Abstract

Despite the popularity of feature importance (FI) measures in interpretable machine learning, the statistical adequacy of these methods is rarely discussed. From a statistical perspective, a major distinction is between analysing a variable’s importance before and after adjusting for covariates—i.e., between marginal and conditional measures. Our work draws attention to this rarely acknowledged, yet crucial distinction and showcases its implications. We find that few methods are available for testing conditional FI and practitioners have hitherto been severely restricted in method application due to mismatched data requirements. Most real-world data exhibits complex feature dependencies and incorporates both continuous and categorical features (i.e., mixed data). Both properties are oftentimes neglected by conditional FI measures. To fill this gap, we propose to combine the conditional predictive impact (CPI) framework with sequential knockoff sampling.

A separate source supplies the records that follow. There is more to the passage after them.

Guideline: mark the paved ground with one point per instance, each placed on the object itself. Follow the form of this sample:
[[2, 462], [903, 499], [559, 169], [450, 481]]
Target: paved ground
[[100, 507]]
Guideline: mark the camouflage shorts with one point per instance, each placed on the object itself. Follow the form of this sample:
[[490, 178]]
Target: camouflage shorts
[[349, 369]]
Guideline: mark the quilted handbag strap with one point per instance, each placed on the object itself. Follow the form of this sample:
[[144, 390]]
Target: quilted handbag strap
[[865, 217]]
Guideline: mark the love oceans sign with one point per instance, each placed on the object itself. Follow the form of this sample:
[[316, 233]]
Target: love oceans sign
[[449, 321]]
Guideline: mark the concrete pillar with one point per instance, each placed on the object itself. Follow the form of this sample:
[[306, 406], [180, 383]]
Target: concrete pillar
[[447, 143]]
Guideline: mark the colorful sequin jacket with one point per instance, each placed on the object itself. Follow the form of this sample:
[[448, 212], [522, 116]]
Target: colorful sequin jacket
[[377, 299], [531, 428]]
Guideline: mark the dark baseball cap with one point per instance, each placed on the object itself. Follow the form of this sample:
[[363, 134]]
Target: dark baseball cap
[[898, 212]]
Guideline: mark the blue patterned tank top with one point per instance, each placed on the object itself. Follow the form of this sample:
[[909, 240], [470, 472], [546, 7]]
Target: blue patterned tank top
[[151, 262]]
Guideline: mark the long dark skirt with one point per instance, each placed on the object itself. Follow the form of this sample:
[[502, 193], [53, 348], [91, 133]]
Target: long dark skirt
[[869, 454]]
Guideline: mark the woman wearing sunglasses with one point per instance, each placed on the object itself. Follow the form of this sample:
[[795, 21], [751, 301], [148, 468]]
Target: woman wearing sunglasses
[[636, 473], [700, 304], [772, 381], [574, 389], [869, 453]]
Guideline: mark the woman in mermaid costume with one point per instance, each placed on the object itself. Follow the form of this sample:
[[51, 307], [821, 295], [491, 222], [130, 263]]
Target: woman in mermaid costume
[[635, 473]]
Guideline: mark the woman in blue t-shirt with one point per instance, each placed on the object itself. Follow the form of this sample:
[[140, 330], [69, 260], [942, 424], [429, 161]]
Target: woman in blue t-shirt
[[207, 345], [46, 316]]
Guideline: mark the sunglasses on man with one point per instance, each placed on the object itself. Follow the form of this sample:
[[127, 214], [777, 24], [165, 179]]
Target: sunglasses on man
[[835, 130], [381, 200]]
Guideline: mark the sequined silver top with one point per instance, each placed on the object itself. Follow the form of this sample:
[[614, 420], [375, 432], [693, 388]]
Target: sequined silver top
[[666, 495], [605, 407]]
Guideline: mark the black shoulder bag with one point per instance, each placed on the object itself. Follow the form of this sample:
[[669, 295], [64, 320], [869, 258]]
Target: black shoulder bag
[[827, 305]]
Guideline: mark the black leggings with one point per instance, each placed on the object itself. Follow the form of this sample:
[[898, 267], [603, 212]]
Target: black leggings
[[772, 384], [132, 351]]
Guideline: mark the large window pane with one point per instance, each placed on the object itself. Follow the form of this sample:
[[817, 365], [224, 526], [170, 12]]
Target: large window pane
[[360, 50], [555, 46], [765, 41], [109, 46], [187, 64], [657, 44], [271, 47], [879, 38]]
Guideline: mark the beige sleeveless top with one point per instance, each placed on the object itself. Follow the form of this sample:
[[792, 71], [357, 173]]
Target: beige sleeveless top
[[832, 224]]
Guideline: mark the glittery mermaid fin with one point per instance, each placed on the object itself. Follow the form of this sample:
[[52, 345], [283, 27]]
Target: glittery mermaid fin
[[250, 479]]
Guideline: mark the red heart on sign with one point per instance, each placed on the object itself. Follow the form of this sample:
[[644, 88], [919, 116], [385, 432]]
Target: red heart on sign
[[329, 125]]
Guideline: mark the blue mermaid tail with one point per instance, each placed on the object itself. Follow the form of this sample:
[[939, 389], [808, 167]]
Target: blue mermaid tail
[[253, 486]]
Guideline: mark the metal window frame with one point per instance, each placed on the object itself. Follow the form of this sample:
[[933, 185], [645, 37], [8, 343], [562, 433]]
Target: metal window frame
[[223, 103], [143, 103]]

The CPI enables conditional FI measurement that controls for any feature dependencies by sampling valid knockoffs—hence, generating synthetic data with similar statistical properties—for the data to be analysed. Sequential knockoffs were deliberately designed to handle mixed data and thus allow us to extend the CPI approach to such datasets. We demonstrate through numerous simulations and a real-world example that our proposed workflow controls type I error, achieves high power, and is in-line with results given by other conditional FI measures, whereas marginal FI metrics can result in misleading interpretations. Our findings highlight the necessity of developing statistically adequate, specialized methods for mixed data.